Moreover, the Department's ESG proposal runs directly counter to the Administration's recent
investment instructions to the Thrift Savings Plan ("TSP") providing retirement benefits to
millions of the federal government's own employees. On May 11, 2020, based on a letter from
the White House citing humanitarian concerns, you sent a letter to the Chairman of the Federal
Retirement Thrift Investment Board ordering him to halt all steps that would result in the TSP
investing the "I" Fund in Chinese companies. Two days after receiving these letters, the Federal
Retirement Thrift Investment Board adhered to your request.

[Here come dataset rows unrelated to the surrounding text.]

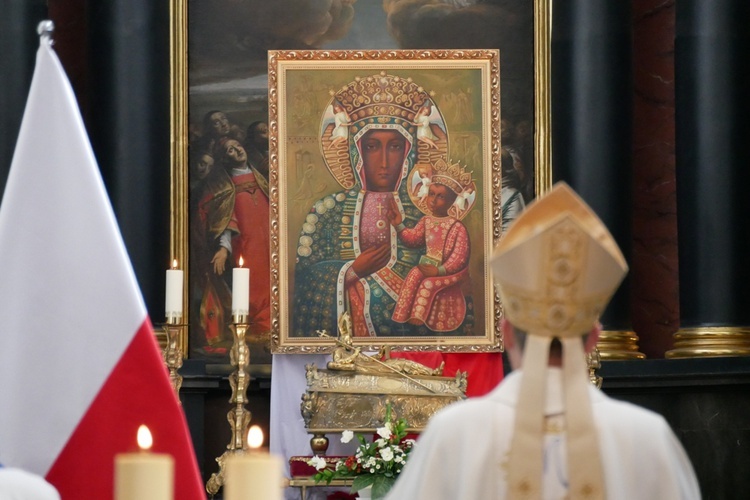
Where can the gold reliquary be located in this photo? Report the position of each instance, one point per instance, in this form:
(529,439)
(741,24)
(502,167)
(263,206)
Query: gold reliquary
(354,389)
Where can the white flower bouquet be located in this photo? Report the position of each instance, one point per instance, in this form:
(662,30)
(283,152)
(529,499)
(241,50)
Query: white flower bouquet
(377,463)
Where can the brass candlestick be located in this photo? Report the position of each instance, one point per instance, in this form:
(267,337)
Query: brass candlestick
(238,417)
(172,352)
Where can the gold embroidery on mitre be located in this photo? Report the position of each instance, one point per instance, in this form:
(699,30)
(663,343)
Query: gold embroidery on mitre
(557,267)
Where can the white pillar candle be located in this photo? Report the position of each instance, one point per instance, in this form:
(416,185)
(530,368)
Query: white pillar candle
(240,291)
(144,475)
(253,476)
(173,302)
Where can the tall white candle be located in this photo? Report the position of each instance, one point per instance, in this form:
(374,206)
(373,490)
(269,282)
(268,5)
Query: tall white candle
(254,475)
(173,301)
(144,475)
(240,290)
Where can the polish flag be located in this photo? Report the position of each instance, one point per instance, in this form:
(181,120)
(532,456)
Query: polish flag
(80,369)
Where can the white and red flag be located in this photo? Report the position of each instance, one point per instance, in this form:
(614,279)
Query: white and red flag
(80,369)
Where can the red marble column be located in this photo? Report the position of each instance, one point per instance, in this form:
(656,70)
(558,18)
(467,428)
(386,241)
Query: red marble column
(654,274)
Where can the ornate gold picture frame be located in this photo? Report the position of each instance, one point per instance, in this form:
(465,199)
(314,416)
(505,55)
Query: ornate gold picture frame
(219,64)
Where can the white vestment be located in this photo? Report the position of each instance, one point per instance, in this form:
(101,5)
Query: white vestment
(463,452)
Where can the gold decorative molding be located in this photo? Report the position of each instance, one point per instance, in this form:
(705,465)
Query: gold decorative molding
(710,341)
(619,345)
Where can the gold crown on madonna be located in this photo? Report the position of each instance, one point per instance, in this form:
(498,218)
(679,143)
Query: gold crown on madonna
(381,95)
(557,266)
(451,175)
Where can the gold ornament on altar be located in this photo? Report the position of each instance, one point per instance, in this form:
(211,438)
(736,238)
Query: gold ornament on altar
(355,390)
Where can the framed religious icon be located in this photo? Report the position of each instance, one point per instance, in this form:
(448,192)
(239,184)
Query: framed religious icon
(385,196)
(227,199)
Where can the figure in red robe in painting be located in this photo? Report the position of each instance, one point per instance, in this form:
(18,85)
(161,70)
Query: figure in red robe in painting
(432,291)
(230,220)
(251,240)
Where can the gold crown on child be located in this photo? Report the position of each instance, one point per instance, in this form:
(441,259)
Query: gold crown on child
(452,175)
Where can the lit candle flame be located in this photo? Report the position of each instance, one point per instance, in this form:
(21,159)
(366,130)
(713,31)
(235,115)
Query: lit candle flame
(144,438)
(254,437)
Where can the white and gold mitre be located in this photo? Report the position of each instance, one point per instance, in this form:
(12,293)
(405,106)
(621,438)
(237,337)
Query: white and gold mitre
(557,266)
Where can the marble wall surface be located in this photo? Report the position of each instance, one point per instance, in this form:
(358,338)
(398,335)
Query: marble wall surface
(654,276)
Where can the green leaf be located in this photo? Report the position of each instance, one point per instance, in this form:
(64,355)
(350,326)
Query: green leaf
(363,481)
(381,486)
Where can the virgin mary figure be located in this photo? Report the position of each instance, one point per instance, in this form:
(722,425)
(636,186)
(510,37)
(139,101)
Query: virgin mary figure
(348,256)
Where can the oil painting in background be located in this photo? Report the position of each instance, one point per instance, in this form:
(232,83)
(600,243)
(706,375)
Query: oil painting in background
(228,43)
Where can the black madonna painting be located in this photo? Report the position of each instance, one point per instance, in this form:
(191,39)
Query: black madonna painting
(439,155)
(389,217)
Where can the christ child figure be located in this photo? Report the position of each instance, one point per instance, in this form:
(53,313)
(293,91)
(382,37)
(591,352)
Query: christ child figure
(432,292)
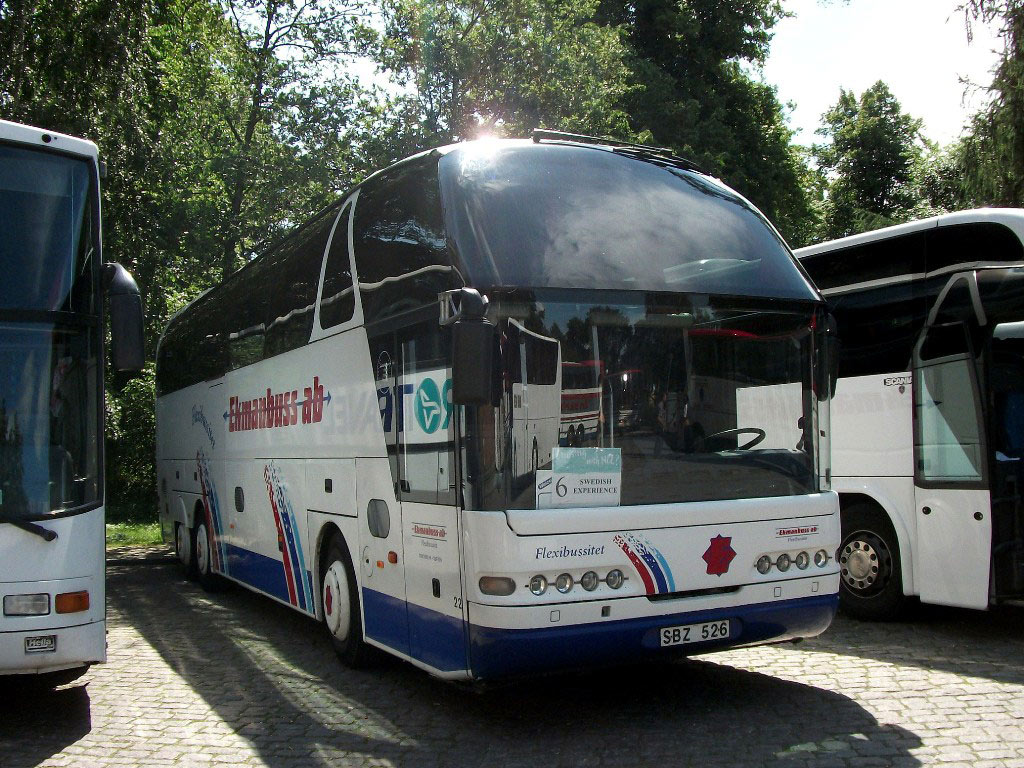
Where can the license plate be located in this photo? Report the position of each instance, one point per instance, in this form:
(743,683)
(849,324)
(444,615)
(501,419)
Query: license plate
(41,644)
(694,633)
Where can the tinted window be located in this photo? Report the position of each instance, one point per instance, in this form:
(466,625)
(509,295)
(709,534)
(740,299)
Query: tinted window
(873,261)
(573,217)
(401,255)
(263,309)
(879,328)
(981,241)
(46,245)
(292,292)
(338,300)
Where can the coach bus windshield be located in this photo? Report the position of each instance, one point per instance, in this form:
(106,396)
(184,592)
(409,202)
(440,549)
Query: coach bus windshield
(563,216)
(700,397)
(49,336)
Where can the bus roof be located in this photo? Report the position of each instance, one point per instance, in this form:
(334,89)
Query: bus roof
(1010,217)
(27,134)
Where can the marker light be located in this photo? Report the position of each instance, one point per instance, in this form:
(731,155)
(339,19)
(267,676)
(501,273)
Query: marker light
(501,586)
(72,602)
(539,585)
(26,605)
(614,579)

While the investment directions conveyed in the above-described letters cited some economic
concerns with Chinese investment, they overwhelmingly emphasized "nonpecuniary" concerns
with how the TSP's planned investment could benefit "military activities, espionage, and human
rights abuses by the Chinese government," among other non-economic factors, such as the
"Chinese government's concealment of critical information concerning the novel coronavirus."
This reliance on nonpecuniary factors is in direct conflict with the approach in the proposed
regulation.

As we seek to incentivize more responsible corporate structures and behavior, ESG has been a
successful, free-market tool with which investors have been able to generate positive change. We
reiterate our opposition to this rule and encourage the Administration to withdraw it. If you
choose to continue with the proposed rule, we strongly urge you to extend the comment period
from 30 days to 90 days to allow stakeholders reasonable time to analyze the proposal and
provide sufficient and helpful feedback. We look forward to working with the DOL to develop
rules that strengthen ERISA plans rather than hinder them.